The Pope’s meeting with Patriarch Kirill in Cuba to discuss persecution of Christians in the Middle East by groups such as ISIS and others was historic. The Catholic and Orthodox Churches have been in theological dialogue over issues for a long time, though sometimes this is fruitful and sometimes it is not. The Joint Declaration they issued dealing with this persecution of Christians, and what they feel must be done to halt it and prevent future persecutions, can be seen to herald a greater co-operation between the two groups on important world issues, whether directly Christian or not.

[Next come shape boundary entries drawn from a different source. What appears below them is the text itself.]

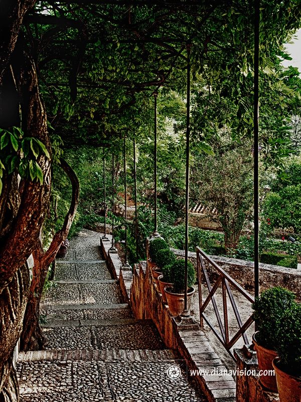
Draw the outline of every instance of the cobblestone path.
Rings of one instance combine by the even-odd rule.
[[[24,402],[205,402],[152,322],[135,320],[99,251],[99,234],[73,239],[41,315],[45,351],[20,354]]]

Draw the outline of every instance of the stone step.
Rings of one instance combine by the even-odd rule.
[[[44,310],[41,308],[40,317],[43,317],[47,323],[50,320],[105,320],[109,319],[132,318],[133,313],[128,305],[95,305],[97,308],[85,309],[85,305],[76,306],[79,309],[66,309],[65,306],[55,306],[57,309]],[[116,307],[112,307],[112,306]],[[121,307],[120,308],[117,306]],[[104,306],[105,308],[104,308]],[[49,307],[50,306],[46,306]],[[51,306],[53,307],[53,306]],[[70,306],[69,306],[70,307]],[[75,306],[71,306],[75,307]],[[63,307],[63,308],[62,308]],[[112,308],[108,308],[111,307]]]
[[[165,353],[81,350],[77,355],[80,360],[71,360],[77,357],[75,351],[59,353],[64,360],[23,361],[18,365],[23,402],[206,400],[187,381],[183,361],[170,359]],[[104,360],[99,359],[99,355]]]
[[[56,283],[42,300],[50,306],[87,304],[116,304],[123,302],[117,283]]]
[[[117,283],[116,279],[105,279],[103,280],[56,280],[54,282],[59,285],[74,285],[76,283],[85,284],[89,283],[103,283],[104,284],[111,285],[112,283]]]
[[[63,328],[65,327],[111,327],[116,325],[129,325],[129,324],[148,324],[149,320],[136,320],[134,318],[101,319],[91,320],[48,320],[42,324],[44,328]]]
[[[105,280],[112,279],[105,262],[92,262],[68,260],[60,261],[56,267],[55,279],[58,280]]]
[[[20,352],[18,363],[31,361],[163,361],[173,360],[176,356],[170,349],[49,349]]]
[[[78,320],[71,321],[69,326],[63,321],[59,322],[63,326],[43,328],[48,341],[48,349],[165,348],[156,326],[150,321],[132,319],[87,320],[85,326],[78,326]],[[99,325],[100,323],[102,325]]]

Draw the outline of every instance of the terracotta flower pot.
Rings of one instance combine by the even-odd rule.
[[[173,317],[179,316],[184,311],[184,293],[174,293],[172,286],[166,286],[164,289],[171,314]],[[190,311],[192,297],[195,291],[194,287],[188,288],[187,292],[187,310]]]
[[[272,392],[277,392],[278,390],[276,376],[274,374],[273,375],[267,374],[268,371],[270,373],[273,369],[272,362],[273,359],[277,357],[277,353],[274,350],[264,348],[257,343],[255,338],[257,333],[258,332],[253,334],[252,341],[254,344],[254,349],[257,352],[258,368],[262,373],[259,375],[259,381],[265,388]],[[267,374],[265,374],[265,373]]]
[[[164,282],[163,279],[163,275],[160,275],[160,276],[158,277],[159,287],[160,291],[161,292],[161,294],[162,295],[162,300],[163,300],[163,303],[166,304],[166,303],[167,303],[167,299],[166,298],[166,294],[165,294],[164,288],[166,287],[167,286],[172,286],[173,283],[170,283],[169,282]]]
[[[153,277],[154,278],[154,281],[156,284],[157,286],[157,289],[160,291],[160,285],[159,284],[159,282],[158,281],[158,277],[161,275],[162,275],[162,272],[161,271],[161,268],[159,268],[159,267],[155,266],[154,268],[152,270],[152,274],[153,275]]]
[[[280,402],[300,402],[301,400],[301,378],[294,377],[279,368],[279,358],[273,360],[276,373],[277,386]]]
[[[151,260],[150,258],[148,258],[147,260],[147,263],[148,264],[148,266],[150,268],[151,270],[153,270],[154,268],[156,268],[157,265],[156,265],[156,262],[153,262]]]

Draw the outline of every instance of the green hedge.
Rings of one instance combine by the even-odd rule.
[[[285,256],[277,253],[268,253],[267,252],[261,253],[260,262],[295,269],[297,268],[298,264],[297,257],[295,255]]]

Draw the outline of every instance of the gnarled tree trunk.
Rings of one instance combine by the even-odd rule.
[[[48,151],[47,117],[39,92],[35,63],[20,41],[23,17],[36,0],[2,0],[0,13],[0,127],[20,127]],[[9,94],[8,96],[8,94]],[[12,111],[8,117],[7,102]],[[18,113],[19,108],[21,113]],[[18,111],[18,112],[17,112]],[[39,238],[48,203],[50,161],[40,155],[44,181],[24,179],[5,171],[0,195],[0,402],[19,400],[13,365],[29,288],[26,261]]]
[[[65,240],[75,216],[79,195],[79,183],[77,177],[70,166],[61,160],[61,165],[69,177],[72,185],[72,198],[68,213],[62,229],[57,232],[48,250],[44,253],[39,241],[33,253],[34,266],[29,296],[24,316],[23,330],[21,339],[21,348],[27,350],[44,349],[46,339],[40,326],[40,301],[48,268],[57,253],[62,242]]]

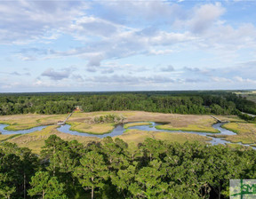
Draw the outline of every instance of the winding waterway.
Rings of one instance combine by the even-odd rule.
[[[214,129],[217,129],[220,131],[220,133],[209,133],[209,132],[197,132],[197,131],[169,131],[169,130],[159,130],[156,129],[156,126],[157,125],[162,125],[163,123],[154,123],[151,122],[150,125],[139,125],[139,126],[132,126],[130,127],[128,129],[136,129],[136,130],[141,130],[141,131],[164,131],[164,132],[182,132],[182,133],[193,133],[193,134],[197,134],[197,135],[201,135],[201,136],[206,136],[212,139],[212,140],[208,141],[209,143],[212,144],[212,145],[218,145],[218,144],[228,144],[228,143],[232,143],[227,140],[222,139],[221,138],[214,138],[214,137],[211,137],[212,135],[236,135],[236,133],[226,130],[224,128],[221,127],[221,125],[223,123],[218,123],[212,125],[212,127]],[[22,131],[8,131],[5,130],[4,128],[8,126],[7,124],[0,124],[0,132],[2,132],[2,134],[25,134],[25,133],[30,133],[30,132],[34,132],[36,131],[41,131],[42,129],[45,128],[46,126],[37,126],[37,127],[34,127],[32,129],[28,129],[28,130],[22,130]],[[98,137],[98,138],[105,138],[107,136],[110,136],[110,137],[114,137],[114,136],[117,136],[117,135],[122,135],[126,129],[124,128],[124,124],[117,124],[115,129],[109,132],[109,133],[106,133],[106,134],[91,134],[91,133],[84,133],[84,132],[78,132],[76,131],[70,131],[70,125],[68,124],[65,124],[62,126],[60,126],[58,128],[58,131],[60,131],[60,132],[64,132],[64,133],[69,133],[72,135],[79,135],[79,136],[91,136],[91,137]],[[246,146],[248,147],[248,145],[244,145],[242,143],[238,143],[240,145],[243,146]],[[255,147],[253,147],[254,149],[256,149]]]

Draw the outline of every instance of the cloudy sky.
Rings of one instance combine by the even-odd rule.
[[[255,9],[0,0],[0,92],[256,89]]]

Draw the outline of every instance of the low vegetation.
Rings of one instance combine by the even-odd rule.
[[[210,116],[208,118],[202,117],[201,119],[194,118],[192,121],[186,123],[180,121],[171,122],[169,124],[156,126],[156,129],[169,130],[169,131],[198,131],[198,132],[220,132],[218,130],[212,128],[212,124],[216,121]]]
[[[143,126],[143,125],[151,125],[152,123],[148,123],[148,122],[144,122],[144,123],[125,123],[124,125],[124,129],[128,129],[130,127],[132,127],[132,126]]]
[[[222,125],[223,128],[236,132],[236,135],[228,136],[226,140],[231,142],[242,142],[243,144],[256,143],[256,124],[251,123],[228,123]]]
[[[91,134],[105,134],[111,132],[115,128],[115,123],[86,123],[69,122],[70,130],[78,132],[86,132]]]
[[[116,114],[108,114],[100,116],[94,116],[92,122],[94,123],[123,123],[125,118],[123,115]]]

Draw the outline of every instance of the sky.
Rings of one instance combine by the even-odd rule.
[[[256,89],[256,2],[0,0],[0,92]]]

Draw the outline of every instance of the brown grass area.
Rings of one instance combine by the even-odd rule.
[[[184,143],[186,141],[205,142],[212,140],[211,138],[192,133],[147,131],[140,130],[127,130],[123,135],[119,135],[116,137],[124,139],[129,145],[132,143],[137,145],[143,142],[147,138],[179,143]]]
[[[236,132],[236,135],[231,135],[226,138],[226,140],[231,142],[242,142],[244,144],[256,143],[256,124],[249,123],[229,123],[223,125],[224,128]]]
[[[151,113],[144,111],[107,111],[107,112],[92,112],[92,113],[75,113],[68,121],[80,122],[88,121],[93,116],[100,116],[108,114],[116,114],[124,115],[126,120],[125,123],[132,122],[156,122],[172,123],[174,127],[183,127],[188,124],[205,123],[212,125],[216,121],[210,115],[180,115],[180,114],[162,114]]]
[[[104,134],[111,132],[115,128],[114,123],[76,123],[68,122],[71,125],[71,131],[76,131],[79,132],[87,132],[92,134]]]
[[[64,120],[68,115],[38,115],[24,114],[0,115],[0,123],[7,123],[8,130],[25,130],[41,125],[55,124]]]
[[[97,141],[100,139],[94,137],[76,136],[68,133],[60,132],[56,128],[57,125],[48,126],[42,131],[35,131],[32,133],[24,134],[16,138],[13,138],[8,141],[16,143],[20,147],[28,147],[32,149],[34,153],[39,154],[41,147],[44,145],[44,140],[52,134],[56,134],[60,139],[71,141],[76,139],[78,142],[87,144],[90,141]]]
[[[0,134],[0,142],[5,139],[8,139],[10,137],[13,136],[13,134],[12,135],[2,135]]]

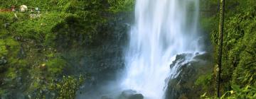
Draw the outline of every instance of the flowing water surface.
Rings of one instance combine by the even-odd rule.
[[[177,74],[176,67],[169,66],[176,54],[200,52],[198,7],[198,0],[137,0],[124,89],[145,98],[164,98],[167,81]]]

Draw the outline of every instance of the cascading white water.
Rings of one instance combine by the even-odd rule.
[[[165,81],[176,74],[173,57],[200,51],[198,16],[198,0],[137,0],[122,86],[145,98],[164,98]]]

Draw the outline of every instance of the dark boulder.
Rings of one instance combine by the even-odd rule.
[[[178,54],[170,65],[178,68],[178,74],[169,81],[166,91],[167,99],[198,98],[200,88],[195,82],[200,76],[213,70],[213,57],[209,53]]]
[[[127,90],[122,92],[120,99],[143,99],[144,96],[136,91]]]

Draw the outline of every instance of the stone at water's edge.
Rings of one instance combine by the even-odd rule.
[[[120,99],[144,99],[144,96],[141,93],[137,93],[136,91],[127,90],[122,92],[119,97]]]
[[[186,57],[193,57],[188,60]],[[200,76],[212,71],[213,57],[209,53],[182,54],[176,55],[176,59],[170,65],[172,68],[178,66],[178,76],[170,79],[166,91],[166,99],[198,98],[201,88],[196,86],[195,82]]]

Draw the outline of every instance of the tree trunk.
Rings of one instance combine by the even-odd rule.
[[[219,23],[219,37],[218,37],[218,60],[216,68],[216,96],[220,98],[220,74],[221,74],[221,60],[223,42],[223,28],[224,28],[224,11],[225,0],[220,0],[220,23]]]

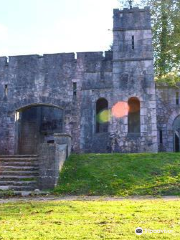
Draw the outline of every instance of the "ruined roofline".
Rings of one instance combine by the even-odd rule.
[[[28,59],[62,59],[65,61],[76,61],[78,59],[86,60],[112,60],[113,52],[77,52],[77,53],[50,53],[50,54],[29,54],[29,55],[16,55],[16,56],[2,56],[0,57],[0,64],[8,65],[13,60],[28,60]]]
[[[146,11],[150,11],[150,7],[149,6],[146,6],[144,8],[133,7],[133,8],[123,8],[123,9],[118,9],[118,8],[113,9],[114,13],[115,12],[119,12],[119,13],[128,12],[128,13],[131,13],[131,12],[146,12]]]

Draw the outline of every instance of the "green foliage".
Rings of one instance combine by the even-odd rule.
[[[1,240],[180,239],[180,201],[26,201],[0,204]],[[173,233],[135,234],[135,229]]]
[[[151,7],[156,76],[180,72],[179,0],[141,0],[141,4]]]
[[[128,1],[119,0],[120,7],[128,7]],[[138,4],[139,3],[139,4]],[[154,66],[159,82],[174,85],[180,73],[180,1],[179,0],[139,0],[133,6],[150,6],[154,47]]]
[[[15,196],[12,190],[0,190],[0,198],[7,198]]]
[[[180,83],[180,76],[177,71],[169,72],[159,77],[155,77],[155,81],[158,84],[166,84],[168,86],[175,87],[178,83]]]
[[[55,194],[180,195],[180,154],[72,155]]]

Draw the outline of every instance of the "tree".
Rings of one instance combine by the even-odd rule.
[[[127,0],[119,0],[127,6]],[[150,6],[155,59],[155,74],[165,81],[172,76],[177,81],[180,74],[180,1],[139,0],[135,5]],[[134,5],[134,4],[133,4]],[[167,79],[167,81],[169,81]]]

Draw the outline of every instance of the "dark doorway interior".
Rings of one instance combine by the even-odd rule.
[[[136,97],[132,97],[128,101],[128,133],[140,133],[140,101]]]
[[[173,123],[174,131],[174,152],[180,151],[180,115],[177,116]]]
[[[61,133],[63,111],[51,106],[30,106],[18,111],[18,153],[36,154],[38,144]]]
[[[101,114],[104,118],[101,118]],[[96,133],[108,132],[108,101],[100,98],[96,102]]]
[[[175,139],[174,139],[174,150],[175,152],[179,152],[179,136],[175,133]]]

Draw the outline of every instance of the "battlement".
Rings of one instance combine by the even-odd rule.
[[[43,55],[17,55],[17,56],[9,56],[0,57],[0,66],[8,66],[13,63],[30,63],[32,61],[61,61],[61,62],[74,62],[79,59],[84,61],[111,61],[113,57],[112,51],[106,52],[78,52],[77,58],[75,53],[54,53],[54,54],[43,54]]]
[[[145,7],[143,9],[138,7],[131,9],[124,8],[123,10],[114,9],[113,13],[114,31],[151,29],[151,15],[149,7]]]

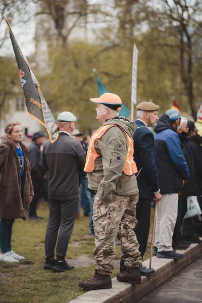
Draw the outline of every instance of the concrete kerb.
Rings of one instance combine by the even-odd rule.
[[[69,303],[136,303],[199,259],[201,256],[202,245],[192,244],[185,250],[177,252],[182,254],[183,258],[175,260],[153,257],[152,267],[155,273],[148,277],[142,277],[141,285],[121,283],[114,278],[112,289],[91,290]],[[148,267],[149,263],[148,259],[143,265]]]

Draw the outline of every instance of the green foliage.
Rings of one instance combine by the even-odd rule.
[[[9,108],[8,101],[17,96],[21,86],[16,62],[11,57],[0,57],[0,111]]]

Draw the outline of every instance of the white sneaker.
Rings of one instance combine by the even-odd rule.
[[[10,251],[8,251],[6,254],[0,255],[0,261],[4,261],[4,262],[8,262],[9,263],[18,263],[19,261],[13,258],[10,254]]]
[[[16,260],[24,260],[25,259],[24,257],[22,257],[22,256],[19,256],[19,255],[15,254],[15,251],[13,250],[11,250],[11,251],[9,252],[10,252],[10,255]]]

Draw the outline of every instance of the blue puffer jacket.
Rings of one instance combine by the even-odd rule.
[[[178,135],[163,114],[155,131],[155,156],[161,193],[178,193],[189,175]]]

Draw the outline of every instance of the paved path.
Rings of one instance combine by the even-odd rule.
[[[202,302],[202,258],[197,260],[139,303]]]

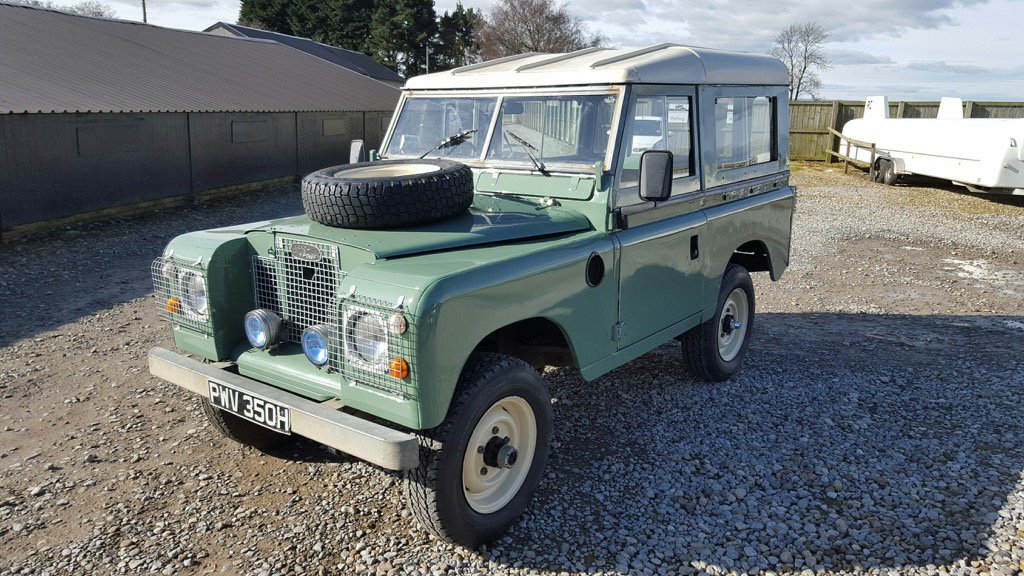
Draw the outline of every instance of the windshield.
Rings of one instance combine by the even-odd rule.
[[[506,96],[500,108],[497,96],[409,97],[385,156],[426,154],[462,160],[483,156],[496,164],[592,166],[605,158],[615,102],[616,96],[607,93]],[[495,129],[488,143],[492,122]],[[466,130],[477,131],[461,143],[433,150]]]
[[[498,98],[409,98],[401,109],[385,156],[479,158]],[[434,150],[442,140],[476,130],[462,143]]]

The agreement reached between the Israeli government and the Women of the Wall created a split between the members of Women of the Wall who are satisfied with the outcome and those who are not. Some of the dissatisfied members split and formed a new organization calling for egalitarian space at the Western Wall, rather than where it is currently held at Robinson’s Arch, an area near the Wall which will be upgraded and expanded. The fact that an agreement was reached at all indicates a recognition in the religious establishment in Israel that there are non-Orthodox groups who are deeply attached to Judaism, and feel that they have every right to practice as they wish, whether the Orthodox establishment accepts this or not.
The idea that religious groups must be united in one form of practice and/or belief is seen as paramount in many religions. When this unity is broken, the explanation therefore must be that those who are in the various camps are deluded at best and evil at worst, since if they really knew what the religion is about, they would be members of the “correct” group. Trying to create unity should be lauded, but so should recognizing that not every member of a religious group feels connected to the same practices and that they should have the ability to practice as they want. The issue is trying to find ways in which dialogue can take place that recognize the shared faith of the members, even though they may express it in different terms and in different ways. Continued dialogue can only be a good thing, I feel, as it will allow for greater understanding between the various intra-religious groups.